Strona:Władysław Stanisław Reymont-Chłopi Tom I.djvu/238

Ta strona została uwierzytelniona.
— 228 —

— I złością z nim nie poredzi! Juści, że zapis zrobił, póki żyje, to zawdy go może odebrać — bacz to sobie, i la tego nie potrza mu się przeciwić. Niech się żeni, niech ma swoją uciechę.

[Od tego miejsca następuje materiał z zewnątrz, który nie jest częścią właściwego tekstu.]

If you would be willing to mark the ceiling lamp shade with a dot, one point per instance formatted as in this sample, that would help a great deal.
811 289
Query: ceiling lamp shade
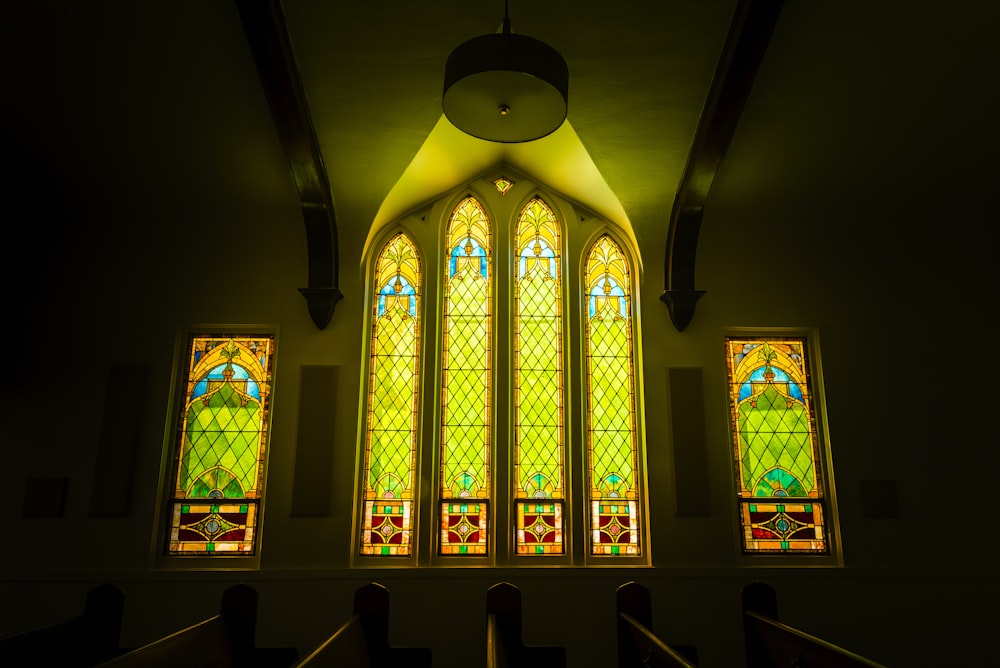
505 87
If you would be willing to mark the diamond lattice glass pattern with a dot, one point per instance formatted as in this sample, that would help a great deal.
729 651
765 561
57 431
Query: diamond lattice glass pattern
775 445
538 371
390 450
612 449
466 380
222 442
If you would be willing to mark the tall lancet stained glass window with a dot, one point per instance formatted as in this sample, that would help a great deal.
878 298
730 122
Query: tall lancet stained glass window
390 447
776 445
466 388
539 388
612 451
222 436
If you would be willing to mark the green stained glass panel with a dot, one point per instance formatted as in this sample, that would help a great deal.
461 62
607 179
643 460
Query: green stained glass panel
612 448
466 392
222 444
390 449
775 445
539 390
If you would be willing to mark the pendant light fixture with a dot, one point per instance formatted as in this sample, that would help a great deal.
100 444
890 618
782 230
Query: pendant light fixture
505 87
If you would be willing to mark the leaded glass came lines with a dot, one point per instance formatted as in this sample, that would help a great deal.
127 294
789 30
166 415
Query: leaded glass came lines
222 444
466 381
612 449
538 377
775 445
390 449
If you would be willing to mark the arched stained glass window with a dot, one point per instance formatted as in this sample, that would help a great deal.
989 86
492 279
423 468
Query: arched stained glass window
390 448
538 382
222 439
776 446
612 451
466 383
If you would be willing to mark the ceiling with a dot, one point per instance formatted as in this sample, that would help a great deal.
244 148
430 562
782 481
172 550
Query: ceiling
102 96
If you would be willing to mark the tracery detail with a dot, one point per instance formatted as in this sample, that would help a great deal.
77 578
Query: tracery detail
466 383
775 445
222 439
391 438
539 390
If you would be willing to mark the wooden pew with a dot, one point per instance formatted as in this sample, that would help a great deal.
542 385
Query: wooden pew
82 641
363 641
771 643
638 646
504 648
221 641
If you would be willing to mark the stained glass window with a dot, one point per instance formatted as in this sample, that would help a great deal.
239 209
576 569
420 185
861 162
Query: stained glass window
612 454
222 436
466 383
775 445
538 382
390 444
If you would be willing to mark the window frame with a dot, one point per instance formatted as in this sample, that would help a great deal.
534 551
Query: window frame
579 229
159 555
824 459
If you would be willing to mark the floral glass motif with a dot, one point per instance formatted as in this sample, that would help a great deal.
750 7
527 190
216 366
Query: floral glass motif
611 437
466 382
538 382
222 438
390 448
775 445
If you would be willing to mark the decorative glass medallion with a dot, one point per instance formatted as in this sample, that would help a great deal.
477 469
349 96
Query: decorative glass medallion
503 184
775 445
222 438
466 381
390 448
612 450
538 370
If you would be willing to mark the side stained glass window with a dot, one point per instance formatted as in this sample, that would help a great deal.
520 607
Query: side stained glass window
538 382
775 445
612 452
466 389
222 441
390 447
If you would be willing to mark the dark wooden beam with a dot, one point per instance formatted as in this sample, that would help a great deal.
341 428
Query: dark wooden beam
267 35
751 29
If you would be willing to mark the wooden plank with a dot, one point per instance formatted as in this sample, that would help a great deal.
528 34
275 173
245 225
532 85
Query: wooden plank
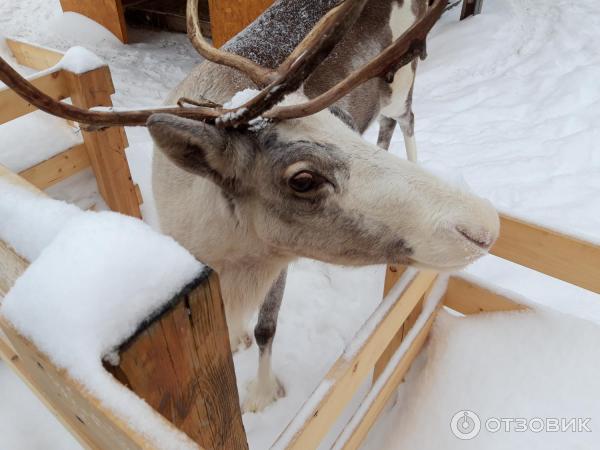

Antek przybladł na to przypomnienie i drżeć począł w sobie, aż rznąć przestał.
— Przeciw temu nie powstawaj w oczy a przychwalaj i mów, że dobrze robi i zapis, miał wolę, to zrobił... niech ino resztę nam przyobieca — tobie i mojej, a przy świadkach! — dodał chytrze.
— A Józka i Grzela? — zapytał z niechęcią.
— Spłaci się ich! Bo to Grzela mało wybrał? a dy prawie mu co miesiąc posyła do wojska. Mnie ino słuchaj, zrób, jak ci redzę, a nie stracisz. Moja w tem głowa, że już tak pokieruję, co wszystko będzie nasze...
— Jeszcze baran żyje, a już kuśnierz kożuch na nim szyje...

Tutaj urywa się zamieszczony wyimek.